Путь образования Любкиного ума и души был для него ясен, как было ясно и неопровержимо все, что он ни задумывал, он хотел сначала заинтересовать Любку опытами по химии и физике.

"Девственно-женский ум, - размышлял он, - будет поражен, тогда я овладею ее вниманием и от пустяков, от фокусов я перейду к тому, что введет ее в центр всемирного познания, где нет ни суеверия, ни предрассудков, где есть только широкое поле для испытания природы".

Надо сказать, что он был непоследовательным в своих уроках. Он таскал, на удивление Любки, все, что ему попадалось под руки. Однажды приволок к ней большую самодельную шутиху - длинную картонную кишку, наполненную порохом, согнутую в виде гармонии и перевязанную крепко поперек шнуром. Он зажег ее, и шутиха долго с треском прыгала по столовой и по спальне, наполняя комнату дымом и вонью. Любка почти не удивилась и сказала, что это просто фейерверки, и что она это уже видела и что ее этим не удивишь. Однако попросила позволения открыть окно. Затем он принес большую склянку, свинцовой бумаги, канифоли и кошачий хвост и таким образом устроил лейденскую банку. Разряд, хотя и слабый, но все-таки получился.

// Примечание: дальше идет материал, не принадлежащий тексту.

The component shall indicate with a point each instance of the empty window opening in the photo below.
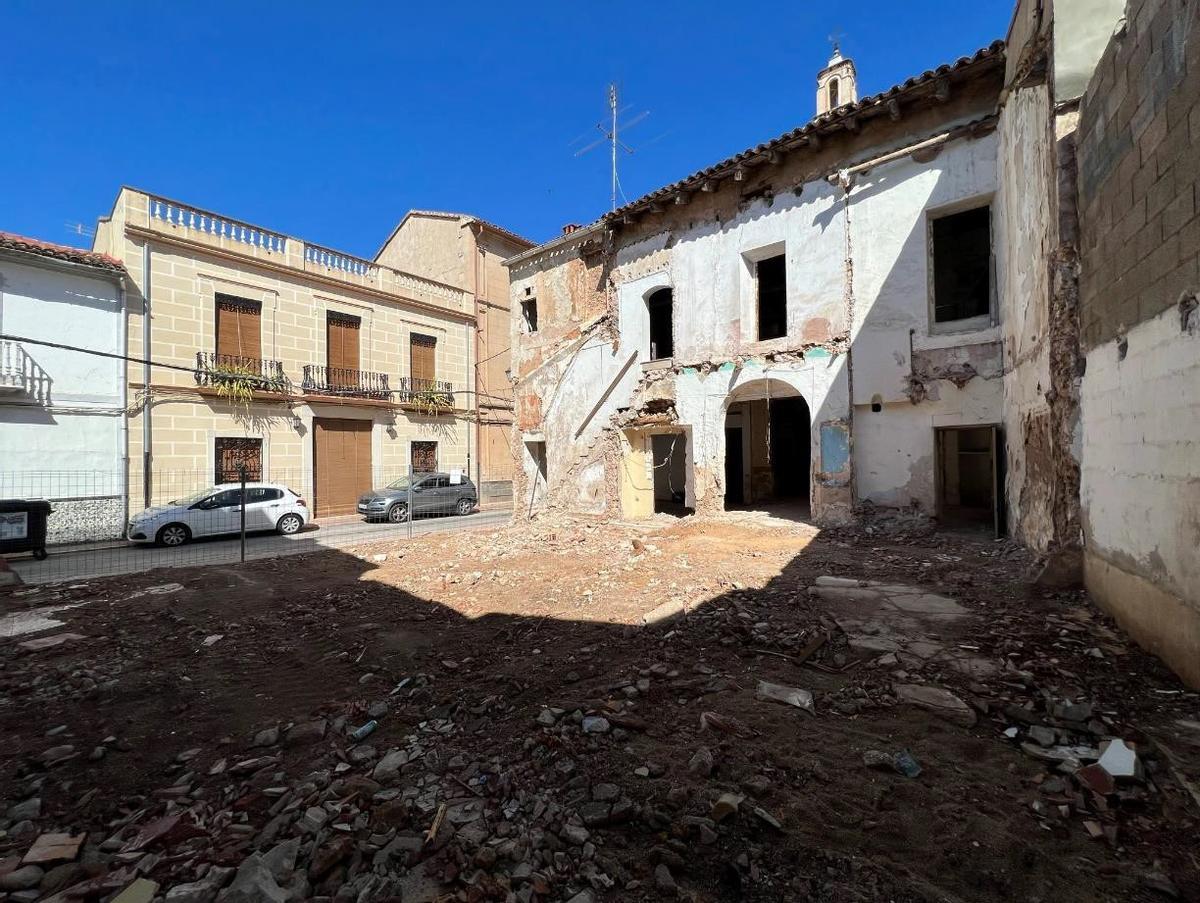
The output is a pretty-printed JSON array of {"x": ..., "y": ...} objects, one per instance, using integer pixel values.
[
  {"x": 970, "y": 482},
  {"x": 768, "y": 452},
  {"x": 963, "y": 265},
  {"x": 772, "y": 277},
  {"x": 660, "y": 306},
  {"x": 670, "y": 461},
  {"x": 529, "y": 315}
]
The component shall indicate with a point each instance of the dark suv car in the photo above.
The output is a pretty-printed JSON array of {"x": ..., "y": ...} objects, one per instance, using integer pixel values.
[{"x": 431, "y": 494}]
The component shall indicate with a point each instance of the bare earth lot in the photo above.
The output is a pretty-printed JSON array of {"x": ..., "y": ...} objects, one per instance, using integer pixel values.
[{"x": 537, "y": 741}]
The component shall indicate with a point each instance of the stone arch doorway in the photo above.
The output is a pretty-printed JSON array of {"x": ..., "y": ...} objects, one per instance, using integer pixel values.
[{"x": 768, "y": 447}]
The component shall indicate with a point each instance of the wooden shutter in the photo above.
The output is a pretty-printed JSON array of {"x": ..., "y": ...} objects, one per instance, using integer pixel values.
[
  {"x": 233, "y": 454},
  {"x": 342, "y": 356},
  {"x": 239, "y": 328},
  {"x": 423, "y": 350},
  {"x": 425, "y": 456}
]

- Ну тебя к нечистому, сатана! - закричала Любка, почувствовав сухой щелчок в мизинце.

Затем из нагретой перекиси марганца, смешанного с песком, был добыт при помощи аптекарского пузырька, гуттаперчивого конца от эсмарховой кружки, таза, наполненного водой, и банки из-под варенья - кислород. Разожженная пробка, уголь и проволока горели в банке так ослепительно, что глазам становилось больно. Любка хлопала в ладоши и визжала в восторге:

- Господин профессор, еще! Пожалуйста, еще, еще!..

Но когда, соединив в принесенной пустой бутылке из-под шампанского водород с кислородом и обмотав бутыль для предосторожности полотенцем, Симановский велел Любке направить горлышко на горящую свечу и когда раздался взрыв, точно разом выпалили из четырех пушек, взрыв, от которого посыпалась штукатурка с потолка, тогда Любка струсила и, только с трудом оправившись, произнесла дрожащими губами, но с достоинством:

- Вы уж извините меня, пожалуйста, но так как у меня собственная квартира и теперь я вовсе не девка, а порядочная женщина, то прошу больше у меня не безобразничать. Я думала, что вы, как умный и образованный человек, все чинно и благородно, а вы только глупостями занимаетесь. За это могут и в тюрьму посадить.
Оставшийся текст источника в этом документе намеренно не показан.